Objectives: Health administrative data are frequently used for diabetes surveillance. We aimed to determine the sensitivity and specificity of a commonly-used diabetes case definition (two physician claims or one hospital discharge abstract record within a two-year period) and their potential effect on prevalence estimation.
Methods: Following Preferred Reporting Items for Systematic Reviews and Meta-Analyses (PRISMA) guidelines, we searched Medline (from 1950) and Embase (from 1980) databases for validation studies through August 2012 (keywords: "diabetes mellitus"; "administrative databases"; "validation studies"). Reviewers abstracted data with standardized forms and assessed quality using Quality Assessment of Diagnostic Accuracy Studies (QUADAS) criteria. A generalized linear model approach to random-effects bivariate regression meta-analysis was used to pool sensitivity and specificity estimates.

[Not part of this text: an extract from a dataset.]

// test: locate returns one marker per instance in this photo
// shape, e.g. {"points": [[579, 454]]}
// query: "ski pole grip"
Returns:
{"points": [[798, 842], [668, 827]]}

We applied correction factors derived from pooled sensitivity and specificity estimates to prevalence estimates from national surveillance reports and projected prevalence estimates over 10 years (to 2018).
Results: The search strategy identified 1423 abstracts among which 11 studies were deemed relevant and reviewed; 6 of these reported sensitivity and specificity allowing pooling in a meta-analysis. Compared to surveys or medical records, sensitivity was 82.3% (95%CI 75.8, 87.4) and specificity was 97.9% (95%CI 96.5, 98.8). The diabetes case definition underestimated prevalence when it was ≤10.6% and overestimated prevalence otherwise.

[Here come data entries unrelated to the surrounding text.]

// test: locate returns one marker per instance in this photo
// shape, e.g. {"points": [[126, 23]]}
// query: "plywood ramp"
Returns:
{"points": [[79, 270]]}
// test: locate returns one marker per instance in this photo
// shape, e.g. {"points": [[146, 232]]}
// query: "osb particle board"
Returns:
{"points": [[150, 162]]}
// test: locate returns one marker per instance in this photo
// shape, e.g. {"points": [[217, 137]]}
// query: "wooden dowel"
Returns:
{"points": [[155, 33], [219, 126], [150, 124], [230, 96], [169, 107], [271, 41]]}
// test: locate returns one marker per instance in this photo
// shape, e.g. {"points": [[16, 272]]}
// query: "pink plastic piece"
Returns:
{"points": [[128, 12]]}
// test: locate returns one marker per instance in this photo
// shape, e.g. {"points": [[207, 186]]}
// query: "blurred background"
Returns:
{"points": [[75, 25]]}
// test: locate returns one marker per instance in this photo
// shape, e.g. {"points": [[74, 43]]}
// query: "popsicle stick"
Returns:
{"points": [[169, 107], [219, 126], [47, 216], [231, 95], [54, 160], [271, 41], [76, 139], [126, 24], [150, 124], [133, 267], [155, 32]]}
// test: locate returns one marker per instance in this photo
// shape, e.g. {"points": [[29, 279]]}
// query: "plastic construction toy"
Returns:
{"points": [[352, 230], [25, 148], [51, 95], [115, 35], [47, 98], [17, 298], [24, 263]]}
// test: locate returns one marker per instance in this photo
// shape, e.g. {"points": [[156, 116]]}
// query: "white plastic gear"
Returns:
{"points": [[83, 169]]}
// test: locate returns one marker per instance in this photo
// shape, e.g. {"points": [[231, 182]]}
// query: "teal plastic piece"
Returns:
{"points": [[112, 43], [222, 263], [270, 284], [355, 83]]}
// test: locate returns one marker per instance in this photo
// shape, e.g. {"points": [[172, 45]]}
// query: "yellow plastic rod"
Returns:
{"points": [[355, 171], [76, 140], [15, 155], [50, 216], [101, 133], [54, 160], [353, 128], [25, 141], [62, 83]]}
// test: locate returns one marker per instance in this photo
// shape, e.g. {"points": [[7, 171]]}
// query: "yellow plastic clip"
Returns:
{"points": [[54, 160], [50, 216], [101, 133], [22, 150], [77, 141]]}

Conclusion: The diabetes case definition examined misses up to one fifth of diabetes cases and wrongly identifies diabetes in approximately 2% of the population. This may be sufficiently sensitive and specific for surveillance purposes, in particular monitoring prevalence trends. Applying correction factors to adjust prevalence estimates from this definition may be helpful to increase accuracy of estimates.